- AFP.
El gobierno de Donald Trump calificó ayer domingo Chicago como “zona de guerra” como justificación para desplegar soldados contra la voluntad de la administración demócrata de la ciudad, mientras que un juez impidió que la Casa Blanca enviara tropas a otra urbe gobernada por demócratas.
La oposición acusa al presidente republicano, que ha lanzado una ofensiva contra la delincuencia y la inmigración, de ejercer el poder de manera autoritaria. En la noche del sábado, Trump autorizó el despliegue de 300 soldados de la Guardia Nacional en Chicago, la tercera ciudad más grande de Estados Unidos, a pesar del rechazo de cargos locales, entre ellos gobernador del estado de Illinois, cuya capital es Chicago, J.B. Pritzker.

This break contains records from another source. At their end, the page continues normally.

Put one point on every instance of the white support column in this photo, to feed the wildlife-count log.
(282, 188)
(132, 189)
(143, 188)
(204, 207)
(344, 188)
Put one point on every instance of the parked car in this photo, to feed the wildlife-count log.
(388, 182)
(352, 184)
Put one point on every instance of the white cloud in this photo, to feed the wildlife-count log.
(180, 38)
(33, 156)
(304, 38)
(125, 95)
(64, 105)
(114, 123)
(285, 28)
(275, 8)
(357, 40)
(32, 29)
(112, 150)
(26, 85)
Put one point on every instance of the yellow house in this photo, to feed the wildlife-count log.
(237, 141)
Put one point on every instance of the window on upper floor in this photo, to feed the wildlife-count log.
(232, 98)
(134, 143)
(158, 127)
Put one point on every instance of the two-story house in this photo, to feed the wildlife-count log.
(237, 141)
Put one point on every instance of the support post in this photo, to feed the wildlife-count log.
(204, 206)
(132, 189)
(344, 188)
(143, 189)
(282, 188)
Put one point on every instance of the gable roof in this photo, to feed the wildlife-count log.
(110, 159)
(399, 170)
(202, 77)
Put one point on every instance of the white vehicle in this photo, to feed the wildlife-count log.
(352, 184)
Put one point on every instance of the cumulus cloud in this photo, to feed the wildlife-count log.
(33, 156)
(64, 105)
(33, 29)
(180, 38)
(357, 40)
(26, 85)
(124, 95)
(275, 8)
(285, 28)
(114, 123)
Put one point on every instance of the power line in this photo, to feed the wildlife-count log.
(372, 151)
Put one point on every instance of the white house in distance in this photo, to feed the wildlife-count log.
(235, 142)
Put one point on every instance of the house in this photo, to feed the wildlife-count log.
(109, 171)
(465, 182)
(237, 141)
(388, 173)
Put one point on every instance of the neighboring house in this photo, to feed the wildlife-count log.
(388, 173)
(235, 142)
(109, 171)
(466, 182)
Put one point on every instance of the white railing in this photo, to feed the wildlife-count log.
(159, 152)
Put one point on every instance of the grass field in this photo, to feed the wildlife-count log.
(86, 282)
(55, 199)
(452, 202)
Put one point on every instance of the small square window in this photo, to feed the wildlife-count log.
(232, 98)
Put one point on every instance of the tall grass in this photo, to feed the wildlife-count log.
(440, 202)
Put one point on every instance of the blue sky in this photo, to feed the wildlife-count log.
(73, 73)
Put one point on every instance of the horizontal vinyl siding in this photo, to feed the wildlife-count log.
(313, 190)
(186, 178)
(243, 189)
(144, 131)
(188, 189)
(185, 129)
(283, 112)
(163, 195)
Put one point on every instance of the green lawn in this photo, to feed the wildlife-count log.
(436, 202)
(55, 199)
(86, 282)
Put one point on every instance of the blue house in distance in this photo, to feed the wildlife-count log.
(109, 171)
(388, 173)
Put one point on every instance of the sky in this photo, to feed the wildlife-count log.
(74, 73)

La secretaria de Seguridad Nacional, Kristi Noem, defendió este domingo la medida, afirmando en Fox News que Chicago es “una zona de guerra”.
Trump, quien el martes pasado habló de usar el ejército para una “guerra interna”, no da señales de ceder en su campaña de línea dura. “Portland está en llamas. Hay insurrectos por todas partes”, dijo este domingo, sin aportar pruebas de ello. Mike Johnson, presidente republicano de la Cámara de Representantes, se hizo eco de la retórica del presidente declarando en el programa “Meet the Press” de la NBC, también este domingo, que las tropas de la Guardia Nacional desplegadas en Washington, la capital de Estados Unidos, habían acudido a una “zona de guerra literal”.